Je sens presque qu'il sourit. Même séparés, nous sentons ce genre de chose. Quelques secondes plus tard, il recule à nouveau son téléphone. Ce silence me laisse le temps de réfléchir à notre discussion. Quand il reprend l'appareil et que son souffle parvient encore à mes oreilles, il est haletant.

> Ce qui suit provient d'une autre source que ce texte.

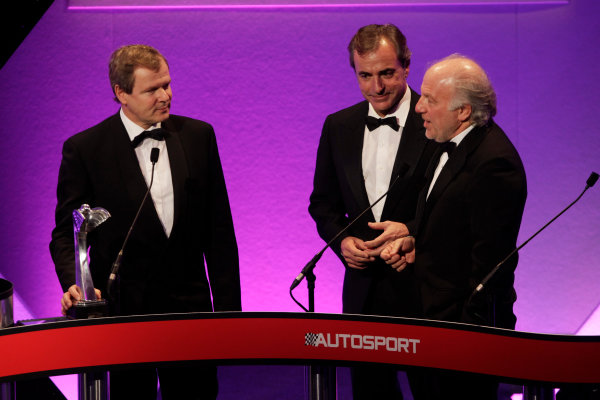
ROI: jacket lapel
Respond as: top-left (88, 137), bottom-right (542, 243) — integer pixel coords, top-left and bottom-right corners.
top-left (342, 101), bottom-right (372, 215)
top-left (425, 128), bottom-right (484, 212)
top-left (162, 120), bottom-right (189, 236)
top-left (110, 113), bottom-right (152, 211)
top-left (381, 88), bottom-right (427, 221)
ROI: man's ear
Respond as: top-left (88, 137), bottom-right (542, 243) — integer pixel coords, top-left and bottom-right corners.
top-left (114, 84), bottom-right (127, 104)
top-left (458, 104), bottom-right (473, 122)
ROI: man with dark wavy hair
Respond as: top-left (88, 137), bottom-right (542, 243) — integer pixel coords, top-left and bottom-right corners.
top-left (50, 45), bottom-right (241, 400)
top-left (309, 24), bottom-right (434, 399)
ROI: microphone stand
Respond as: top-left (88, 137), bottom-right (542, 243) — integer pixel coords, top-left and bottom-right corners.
top-left (290, 164), bottom-right (409, 400)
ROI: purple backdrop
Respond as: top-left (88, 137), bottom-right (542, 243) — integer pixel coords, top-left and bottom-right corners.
top-left (0, 0), bottom-right (600, 334)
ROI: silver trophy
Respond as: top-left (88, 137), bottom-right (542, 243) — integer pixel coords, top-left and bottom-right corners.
top-left (68, 204), bottom-right (110, 319)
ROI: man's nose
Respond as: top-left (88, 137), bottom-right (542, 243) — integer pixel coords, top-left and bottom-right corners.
top-left (415, 97), bottom-right (425, 114)
top-left (373, 76), bottom-right (385, 94)
top-left (157, 88), bottom-right (171, 101)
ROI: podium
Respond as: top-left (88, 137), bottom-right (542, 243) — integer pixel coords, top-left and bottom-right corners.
top-left (0, 312), bottom-right (600, 393)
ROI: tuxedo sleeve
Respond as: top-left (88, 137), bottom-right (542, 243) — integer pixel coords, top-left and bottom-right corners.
top-left (50, 140), bottom-right (91, 291)
top-left (308, 116), bottom-right (348, 261)
top-left (205, 128), bottom-right (242, 311)
top-left (466, 157), bottom-right (527, 328)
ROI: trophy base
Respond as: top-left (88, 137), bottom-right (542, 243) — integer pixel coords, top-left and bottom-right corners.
top-left (67, 300), bottom-right (108, 319)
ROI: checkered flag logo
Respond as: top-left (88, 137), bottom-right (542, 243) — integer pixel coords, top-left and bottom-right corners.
top-left (304, 333), bottom-right (319, 346)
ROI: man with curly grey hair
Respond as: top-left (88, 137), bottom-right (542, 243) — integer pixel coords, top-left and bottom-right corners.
top-left (381, 55), bottom-right (527, 400)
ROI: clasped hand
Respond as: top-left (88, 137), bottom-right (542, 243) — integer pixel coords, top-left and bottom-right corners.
top-left (341, 221), bottom-right (414, 271)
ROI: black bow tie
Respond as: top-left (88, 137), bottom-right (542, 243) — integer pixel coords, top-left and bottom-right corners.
top-left (366, 116), bottom-right (400, 132)
top-left (440, 142), bottom-right (456, 157)
top-left (131, 128), bottom-right (165, 148)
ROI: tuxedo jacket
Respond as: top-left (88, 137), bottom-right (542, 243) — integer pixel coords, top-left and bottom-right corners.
top-left (309, 89), bottom-right (435, 316)
top-left (50, 113), bottom-right (241, 315)
top-left (409, 121), bottom-right (527, 328)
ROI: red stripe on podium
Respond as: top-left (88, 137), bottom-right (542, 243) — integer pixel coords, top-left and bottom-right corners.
top-left (0, 313), bottom-right (600, 383)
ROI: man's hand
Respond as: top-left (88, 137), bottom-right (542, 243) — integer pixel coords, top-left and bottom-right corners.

– Camille est en train de péter un plomb, m'annonce-t-il de but en blanc. Je devais aller l'aider cuisiner. Même si entre nous, je préfère largement te parler. Mais si je n'y vais pas, je vais me faire tuer. Et je tiens à la vie. Du coup, on se reparle plus tard ?
– Ouais, à plus tard.
La communication se coupe, et avec elle, revient le silence glacé dans ma chambre. Je regarde l'heure. Vingt minutes se sont écoulées depuis que j'ai quitté mon frère et Éva. Vingt minutes durant lesquelles aucun meurtre n'a été commis. Merveilleux. Espérons que ça reste ainsi jusqu'à la fin.